- От тебя помощи, как от козла молока, - точно сговорившись, повторяли они один за другим, и Лей уже ненавидел этого козла, с которым его почему-то сравнивали.
- А у тебя ума, как перьев у сома, - огрызался мальчик, но вполголоса, чтобы не получить пендаля от торговца, скорого на расправу.
Сейчас, лёжа на склизком земляном полу, Лей размышлял о том, почему жизнь обошлась с ним так несправедливо. Родись он в семье зажиточного купца, гулял бы сейчас по цветущему саду, любуясь зелёным кружевом тонких ветвей. А дома его ждал бы горячий, вкусный обед, и красивые игрушки, каких у мальчика никогда не было.
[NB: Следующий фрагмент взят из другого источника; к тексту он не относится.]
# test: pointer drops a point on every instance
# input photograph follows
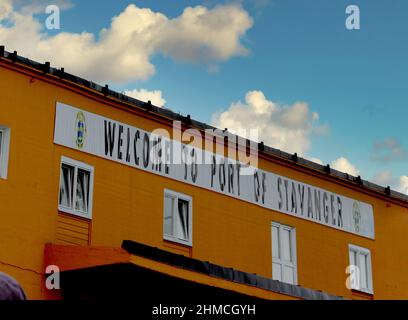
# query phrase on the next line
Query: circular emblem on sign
(356, 216)
(80, 129)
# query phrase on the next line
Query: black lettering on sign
(256, 186)
(280, 202)
(213, 170)
(263, 187)
(332, 209)
(167, 152)
(318, 205)
(146, 150)
(120, 142)
(221, 175)
(185, 153)
(109, 137)
(286, 183)
(301, 189)
(128, 146)
(339, 213)
(194, 166)
(137, 137)
(238, 177)
(156, 155)
(309, 203)
(326, 207)
(294, 199)
(231, 178)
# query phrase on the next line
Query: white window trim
(84, 166)
(293, 249)
(365, 251)
(4, 152)
(189, 199)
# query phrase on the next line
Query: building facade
(78, 179)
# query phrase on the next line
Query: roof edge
(46, 68)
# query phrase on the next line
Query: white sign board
(119, 142)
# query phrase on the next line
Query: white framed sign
(100, 136)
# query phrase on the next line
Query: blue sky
(297, 51)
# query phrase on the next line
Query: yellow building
(80, 190)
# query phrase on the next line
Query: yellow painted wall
(128, 204)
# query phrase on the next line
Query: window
(76, 185)
(4, 151)
(361, 273)
(284, 265)
(177, 225)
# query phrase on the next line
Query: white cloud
(403, 185)
(145, 95)
(316, 160)
(344, 165)
(283, 127)
(123, 52)
(384, 178)
(388, 150)
(5, 9)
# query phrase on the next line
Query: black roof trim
(60, 73)
(225, 273)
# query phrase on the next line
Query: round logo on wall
(80, 129)
(356, 216)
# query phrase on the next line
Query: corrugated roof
(46, 68)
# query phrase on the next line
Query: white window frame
(77, 165)
(293, 250)
(4, 151)
(361, 251)
(189, 199)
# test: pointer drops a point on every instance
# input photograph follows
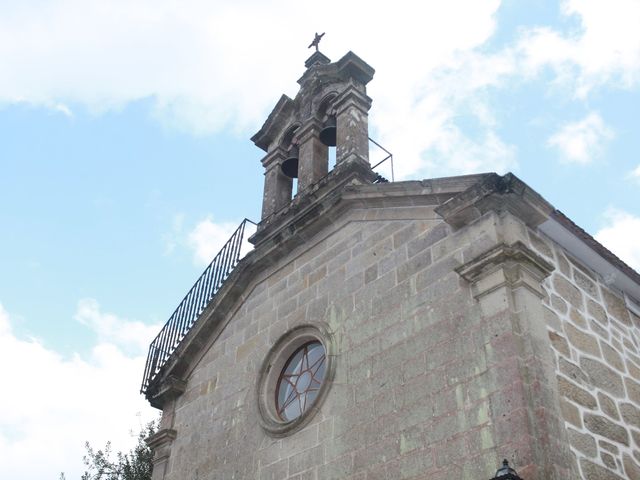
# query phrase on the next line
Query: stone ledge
(496, 193)
(487, 272)
(161, 438)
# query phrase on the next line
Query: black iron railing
(194, 302)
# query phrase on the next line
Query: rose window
(300, 380)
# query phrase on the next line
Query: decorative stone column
(277, 186)
(160, 443)
(313, 163)
(352, 117)
(507, 283)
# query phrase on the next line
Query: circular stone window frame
(273, 365)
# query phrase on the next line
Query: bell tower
(330, 110)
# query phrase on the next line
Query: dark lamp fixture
(506, 473)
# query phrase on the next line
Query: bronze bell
(328, 132)
(290, 166)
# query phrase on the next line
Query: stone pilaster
(314, 156)
(161, 443)
(352, 107)
(507, 281)
(277, 186)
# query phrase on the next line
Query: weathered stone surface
(573, 371)
(540, 245)
(592, 471)
(576, 394)
(616, 306)
(606, 428)
(568, 291)
(558, 304)
(608, 406)
(630, 414)
(597, 312)
(571, 413)
(583, 442)
(603, 377)
(608, 460)
(559, 343)
(633, 390)
(631, 468)
(612, 357)
(609, 447)
(577, 318)
(563, 263)
(633, 370)
(585, 283)
(599, 330)
(582, 340)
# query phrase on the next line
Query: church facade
(400, 330)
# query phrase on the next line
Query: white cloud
(606, 47)
(582, 141)
(110, 328)
(208, 65)
(213, 65)
(207, 238)
(57, 403)
(620, 235)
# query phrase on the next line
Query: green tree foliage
(135, 465)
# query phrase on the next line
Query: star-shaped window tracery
(300, 380)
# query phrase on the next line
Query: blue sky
(125, 160)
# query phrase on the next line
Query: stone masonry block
(606, 428)
(616, 306)
(603, 377)
(576, 394)
(583, 341)
(568, 291)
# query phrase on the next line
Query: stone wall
(428, 384)
(596, 342)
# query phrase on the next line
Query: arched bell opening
(328, 131)
(290, 164)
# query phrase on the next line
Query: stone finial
(316, 40)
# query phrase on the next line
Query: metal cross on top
(316, 40)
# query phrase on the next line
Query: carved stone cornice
(513, 265)
(161, 438)
(171, 387)
(496, 193)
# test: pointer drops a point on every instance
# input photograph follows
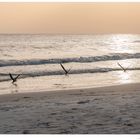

Его обули бы в мягкие башмаки, и ноги у него всегда оставались бы чистыми, а не как сейчас… Лей никак не мог смириться с чернотой под ногтями и на пятках, хотя с рожденья бегал босиком.
- Ишь, принц какой, - насмешничал старший брат Пок, замечая, как он щепкой выковыривает грязь. – Может, мамка тебя на большой дороге нашла? Из королевской кареты выпал?
- Ты – глупый Пок-пупок! – вспыхивал Лей. – Она не мамка, а мама. Запомни уже!
С таким пренебрежительным отношением к женщине, давшей им жизнь, он не мог согласиться. Конечно, их мать была обычной прачкой, изнурённой тяжёлой работой, рано постаревшей и необразованной, но когда её красная, распухшая рука осторожно касалась его светлых волос, Лей замирал от нежности.
И ещё однажды мама подарила ему книжку, которая изменила его жизнь. Называлась она «Азбукой». Бог весть, где раздобыла её неграмотная прачка, но это изменило жизнь её сына. Одного из её сыновей. Лей старался не задумываться о том, почему книга досталась именно ему, но гордился этим. С ней мальчик отправился к соседу-портному, который назвал ему все буквы и научил складывать их в слоги. За это Лей целый месяц разносил готовую одежду заказчикам портного. На бегу он читал вывески и не мог нарадоваться тому, что с каждым днём это получается всё ловчее.
- Больно много ты о себе воображаешь! – так и взвился Пок, уличив Лея в грамотности. - Трое братьев у меня и две сестры, а нос задираешь ты один. Как не родной прямо!
На это ответить было нечего. Лей и сам частенько ощущал себя чужим в своей семье. Как будто ему был предначертан иной путь, а он заплутал однажды, и с тех пор никак не мог вернуться в свою реальность.
Хотя Лей ничего не знал, кроме бедности, ему так и не удалось привыкнуть к ней. Ходить в обносках старшего брата, засыпать с пустотой в животе, и не надеяться на то, что завтрашний день улыбнётся надеждой, - всё это приводило мальчика в отчаяние. Сколько раз он твердил, зажмурившись покрепче (чтобы сбылось!): «Я вырвусь из нищеты!» Любым способом, какой только придёт в голову. Потому что всё годилось для того, чтобы освободить мать от корыта с чужими тряпками, а отца от работы в руднике, отнимавшей здоровье. От его надрывного кашля ночами невозможно было уснуть. Лей ворочался в своём углу, чувствуя, как у самого начинает болеть в груди.